There is an urgent need to develop new antibiotics due to the increasing resistance of bacteria to the current antibiotics. Antibiotic resistance is particularly problematic with Gram-negative bacteria due to the presence of an additional outer membrane, which, in combination with multidrug efflux pumps, represents an efficient barrier against most antimicrobial compounds [1]. Many antimicrobial peptides (AMPs) show strong activities against multidrug-resistant Gram-negative bacteria [2,3,4,5,6,7,8,9]. Most AMPs act by directly disrupting the bacterial outer membrane and sometimes the inner membrane, and have therefore been investigated as permeabilizing agents for other antibiotics. These are typically antibiotics that act on intracellular targets on Gram-positive bacteria but are inactive on Gram-negative bacteria due to lack of cell penetration, leading to synergistic effects [10,11,12,13,14,15,16,17,18,19,20,21,22,23,24,25,26,27,28,29,30].

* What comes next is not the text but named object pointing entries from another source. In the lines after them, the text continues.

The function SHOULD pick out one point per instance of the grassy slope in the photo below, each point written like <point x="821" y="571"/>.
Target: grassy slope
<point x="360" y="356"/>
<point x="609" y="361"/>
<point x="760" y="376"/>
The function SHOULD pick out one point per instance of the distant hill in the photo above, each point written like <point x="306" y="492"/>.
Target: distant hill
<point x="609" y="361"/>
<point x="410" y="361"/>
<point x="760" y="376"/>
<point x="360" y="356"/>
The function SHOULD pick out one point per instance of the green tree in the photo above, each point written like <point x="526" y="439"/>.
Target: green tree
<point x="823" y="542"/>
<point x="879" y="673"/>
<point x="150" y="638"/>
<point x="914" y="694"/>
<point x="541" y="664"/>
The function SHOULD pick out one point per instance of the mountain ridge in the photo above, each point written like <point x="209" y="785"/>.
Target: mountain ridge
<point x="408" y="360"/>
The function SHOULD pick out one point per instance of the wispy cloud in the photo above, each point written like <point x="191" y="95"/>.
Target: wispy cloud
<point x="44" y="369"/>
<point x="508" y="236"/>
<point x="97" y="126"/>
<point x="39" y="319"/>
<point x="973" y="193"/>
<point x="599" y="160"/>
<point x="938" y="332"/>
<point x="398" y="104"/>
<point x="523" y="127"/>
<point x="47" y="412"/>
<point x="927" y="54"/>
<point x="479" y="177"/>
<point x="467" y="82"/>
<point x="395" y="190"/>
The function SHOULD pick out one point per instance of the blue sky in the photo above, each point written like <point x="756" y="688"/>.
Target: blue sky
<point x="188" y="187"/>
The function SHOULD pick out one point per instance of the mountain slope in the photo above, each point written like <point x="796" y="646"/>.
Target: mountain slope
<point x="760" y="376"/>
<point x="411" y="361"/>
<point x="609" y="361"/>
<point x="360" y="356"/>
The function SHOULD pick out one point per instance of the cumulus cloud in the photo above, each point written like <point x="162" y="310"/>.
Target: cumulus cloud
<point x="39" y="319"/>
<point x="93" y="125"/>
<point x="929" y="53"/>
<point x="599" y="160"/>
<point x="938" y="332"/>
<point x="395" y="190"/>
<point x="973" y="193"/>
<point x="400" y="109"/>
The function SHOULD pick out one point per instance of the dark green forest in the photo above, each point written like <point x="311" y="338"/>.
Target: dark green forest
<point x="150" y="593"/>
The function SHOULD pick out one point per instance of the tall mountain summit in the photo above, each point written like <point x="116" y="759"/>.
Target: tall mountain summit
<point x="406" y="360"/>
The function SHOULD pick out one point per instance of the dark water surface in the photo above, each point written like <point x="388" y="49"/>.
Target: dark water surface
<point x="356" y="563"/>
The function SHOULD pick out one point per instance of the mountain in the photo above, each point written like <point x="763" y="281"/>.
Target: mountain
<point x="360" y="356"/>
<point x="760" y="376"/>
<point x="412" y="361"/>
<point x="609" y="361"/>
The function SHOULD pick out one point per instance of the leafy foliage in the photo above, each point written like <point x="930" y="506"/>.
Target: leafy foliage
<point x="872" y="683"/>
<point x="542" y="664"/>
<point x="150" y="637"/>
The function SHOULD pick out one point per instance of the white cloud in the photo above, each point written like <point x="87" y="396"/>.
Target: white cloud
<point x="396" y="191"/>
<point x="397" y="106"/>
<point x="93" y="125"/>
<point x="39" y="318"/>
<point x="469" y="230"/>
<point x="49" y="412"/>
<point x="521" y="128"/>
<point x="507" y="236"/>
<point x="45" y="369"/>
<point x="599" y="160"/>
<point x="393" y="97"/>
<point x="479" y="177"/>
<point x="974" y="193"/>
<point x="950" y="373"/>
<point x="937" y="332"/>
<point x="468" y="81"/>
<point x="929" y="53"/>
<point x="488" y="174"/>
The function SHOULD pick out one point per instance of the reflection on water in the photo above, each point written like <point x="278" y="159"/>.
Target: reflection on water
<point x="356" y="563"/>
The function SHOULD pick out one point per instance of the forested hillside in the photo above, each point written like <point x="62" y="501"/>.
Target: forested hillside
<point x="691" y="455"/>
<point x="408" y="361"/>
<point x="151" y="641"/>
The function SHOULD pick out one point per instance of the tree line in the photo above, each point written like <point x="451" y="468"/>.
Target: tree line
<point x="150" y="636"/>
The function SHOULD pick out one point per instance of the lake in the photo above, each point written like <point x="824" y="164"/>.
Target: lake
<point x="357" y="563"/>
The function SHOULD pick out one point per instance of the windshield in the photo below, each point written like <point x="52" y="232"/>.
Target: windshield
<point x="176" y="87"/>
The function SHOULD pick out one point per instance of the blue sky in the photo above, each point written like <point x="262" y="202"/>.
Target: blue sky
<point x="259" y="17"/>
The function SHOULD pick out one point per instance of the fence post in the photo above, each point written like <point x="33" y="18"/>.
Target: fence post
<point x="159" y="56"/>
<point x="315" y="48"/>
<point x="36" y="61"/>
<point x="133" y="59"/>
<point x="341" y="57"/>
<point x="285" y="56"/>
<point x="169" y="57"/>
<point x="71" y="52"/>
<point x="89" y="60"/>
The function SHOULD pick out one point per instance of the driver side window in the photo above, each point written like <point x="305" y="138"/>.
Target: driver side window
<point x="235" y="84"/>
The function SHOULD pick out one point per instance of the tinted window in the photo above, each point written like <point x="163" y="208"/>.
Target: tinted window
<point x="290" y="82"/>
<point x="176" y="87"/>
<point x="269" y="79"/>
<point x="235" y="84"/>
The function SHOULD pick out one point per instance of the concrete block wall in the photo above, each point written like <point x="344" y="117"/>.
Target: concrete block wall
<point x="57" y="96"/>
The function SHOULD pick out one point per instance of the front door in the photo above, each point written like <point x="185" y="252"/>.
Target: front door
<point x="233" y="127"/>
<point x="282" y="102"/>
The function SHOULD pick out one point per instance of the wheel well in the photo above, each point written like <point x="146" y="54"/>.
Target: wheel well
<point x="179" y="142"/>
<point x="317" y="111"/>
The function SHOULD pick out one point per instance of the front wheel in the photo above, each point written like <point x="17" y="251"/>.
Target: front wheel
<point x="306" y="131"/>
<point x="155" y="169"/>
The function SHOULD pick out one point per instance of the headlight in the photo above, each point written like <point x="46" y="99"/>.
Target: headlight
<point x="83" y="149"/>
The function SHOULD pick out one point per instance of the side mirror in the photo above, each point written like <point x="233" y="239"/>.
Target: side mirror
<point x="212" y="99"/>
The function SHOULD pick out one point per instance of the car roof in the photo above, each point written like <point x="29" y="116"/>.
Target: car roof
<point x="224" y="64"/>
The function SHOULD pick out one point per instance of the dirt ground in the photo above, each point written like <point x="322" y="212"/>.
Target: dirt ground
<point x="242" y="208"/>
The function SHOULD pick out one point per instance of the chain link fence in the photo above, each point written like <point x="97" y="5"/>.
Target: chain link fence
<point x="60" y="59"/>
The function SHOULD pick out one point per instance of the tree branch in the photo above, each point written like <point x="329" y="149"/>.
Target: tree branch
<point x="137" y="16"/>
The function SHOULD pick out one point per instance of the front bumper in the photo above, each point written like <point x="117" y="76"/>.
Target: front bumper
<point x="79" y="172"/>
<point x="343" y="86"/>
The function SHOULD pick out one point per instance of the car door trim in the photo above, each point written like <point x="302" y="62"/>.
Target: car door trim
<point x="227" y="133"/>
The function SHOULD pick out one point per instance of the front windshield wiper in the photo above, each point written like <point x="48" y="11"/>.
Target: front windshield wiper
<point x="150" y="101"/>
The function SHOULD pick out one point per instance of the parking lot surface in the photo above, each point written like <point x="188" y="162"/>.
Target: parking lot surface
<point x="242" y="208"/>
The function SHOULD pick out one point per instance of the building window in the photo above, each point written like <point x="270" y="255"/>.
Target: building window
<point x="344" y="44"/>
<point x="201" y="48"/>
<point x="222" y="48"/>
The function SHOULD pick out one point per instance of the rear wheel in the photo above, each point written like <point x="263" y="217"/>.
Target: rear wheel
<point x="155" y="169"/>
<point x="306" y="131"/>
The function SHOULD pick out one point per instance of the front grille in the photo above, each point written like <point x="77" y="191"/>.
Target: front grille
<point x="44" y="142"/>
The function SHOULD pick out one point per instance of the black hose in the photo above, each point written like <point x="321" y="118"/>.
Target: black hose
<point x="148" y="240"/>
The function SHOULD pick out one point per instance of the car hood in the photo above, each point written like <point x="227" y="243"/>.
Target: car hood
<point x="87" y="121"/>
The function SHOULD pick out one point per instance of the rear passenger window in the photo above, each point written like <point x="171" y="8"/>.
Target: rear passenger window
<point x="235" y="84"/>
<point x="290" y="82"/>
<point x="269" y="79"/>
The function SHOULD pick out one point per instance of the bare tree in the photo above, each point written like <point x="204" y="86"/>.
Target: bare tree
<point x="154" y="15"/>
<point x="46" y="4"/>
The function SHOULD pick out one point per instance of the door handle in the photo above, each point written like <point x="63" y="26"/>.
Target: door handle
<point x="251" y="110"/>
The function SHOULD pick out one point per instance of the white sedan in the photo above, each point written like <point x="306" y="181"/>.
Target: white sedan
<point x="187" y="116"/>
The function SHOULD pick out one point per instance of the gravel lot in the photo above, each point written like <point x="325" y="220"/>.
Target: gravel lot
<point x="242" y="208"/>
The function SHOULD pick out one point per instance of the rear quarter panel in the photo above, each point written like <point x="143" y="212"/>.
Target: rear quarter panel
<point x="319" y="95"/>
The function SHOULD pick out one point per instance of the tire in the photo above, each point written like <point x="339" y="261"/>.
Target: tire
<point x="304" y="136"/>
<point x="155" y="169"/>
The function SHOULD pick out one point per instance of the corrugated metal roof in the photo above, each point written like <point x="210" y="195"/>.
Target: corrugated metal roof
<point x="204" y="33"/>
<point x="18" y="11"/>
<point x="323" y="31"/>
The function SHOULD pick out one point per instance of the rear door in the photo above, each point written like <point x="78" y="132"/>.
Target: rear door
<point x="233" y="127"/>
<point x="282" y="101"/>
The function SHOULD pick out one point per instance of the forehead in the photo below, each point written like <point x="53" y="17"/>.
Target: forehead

Herein, we report our investigation of possible synergistic effects between antibiotics and peptide dendrimer G3KL as a membrane permeabilizing agent (Figure 1). G3KL is an antimicrobial peptide dendrimer discovered by optimizing an initial combinatorial library hit [31] by sequence design, and exhibiting remarkable activity against Gram-negative bacteria such as Pseudomonas aeruginosa, Acinetobacter baumannii, and Escherichia coli including multidrug-resistant clinical isolates, but no activity against Klebsiella pneumoniae or methicillin-resistant Staphylococcus aureus (MRSA) [32,33]. G3KL selectively disrupts bacterial versus mammalian membrane models as evidenced by vesicle leakage assays [32], displaying pro-angiogenic properties in biological burn-wound bandages [34], anti-biofilm activity [35,36], low toxicity to mammalian cells (IC50 ~1000 μg/mL) [37], and low propensity to resistance development [38]. Our study was motivated by our recent observation that G3KL acts as a rapid membrane permeabilizer and strong membrane disruptor of bacterial cells. In this study, we show that G3KL destabilizes the LPS (lipopolysaccharide) layer, disrupts the outer and the inner membranes, interacts with DNA, and accumulates in Gram-negative bacteria up to an amount of dendrimer corresponding to 10% of the bacterial weight [37].

Figure 1

Structural formula of antimicrobial compounds used in this study.

2. Results and Discussion

2.1. Membrane Permeabilization and Synergy with Propidium Iodide

We previously showed that G3KL permeabilizes the outer and inner membranes of P. aeruginosa cells using fluorescence microscopy and propidium iodide (PI), a fluorogenic DNA-binding dye, which is impermeable to intact cell membranes [37]. Permeabilization of bacterial membranes by G3KL might enable entry of potent antibacterial compounds at sub-inhibitory concentrations of G3KL and the cytotoxic compound. To test the feasibility of this approach and possible synergy between antimicrobials and G3KL, we used the classical checkerboard assay and stained live bacteria with 3-(4,5-dimethylthiazol-2-yl)-2,5-diphenyltetrazolium (MTT) (Figure 2) [32,39,40]. Synergy is a positive interaction in which the effect of the combined drugs is greater than when they are used alone. An additive effect indicates that the effects of the drugs used together are the same as when used independently. An indifferent effect is observed when the combination of the drugs is as efficient as the most potent drug alone. Antagonism is a negative effect observed when the combined effect of the drugs is significantly less than expected [41,42]. Interpretation of the fractional inhibitory concentration index (FICi) was followed as described by Park et al. [43]. We considered a synergistic effect for FICi < 0.5; partial synergy for 0.5 ≤ FICi < 1; additive for FICi = 1; indifferent for 1 < FICi < 4; antagonism for FICi ≥ 4.

Figure 2

Checkerboard microtiter plate assay testing the combination of G3KL with PI in P. aeruginosa PAO1 (A) and vancomycin with G3KL in K. pneumoniae NCTC 418. (B) 2D two-fold serial dilutions were performed starting with 500 µg/mL of PI, 256 µg/mL of vancomycin, and 8 or 64 µg/mL of G3KL. The viability of the bacteria was revealed after the addition of 3-(4,5-dimethylthiazol-2-yl)-2,5-diphenyltetrazolium (MTT) dye (black wells). Red circle: FICi of synergistic effect; yellow circles: FICi of partial synergy; green circles: MIC values of G3KL, PI, and vancomycin.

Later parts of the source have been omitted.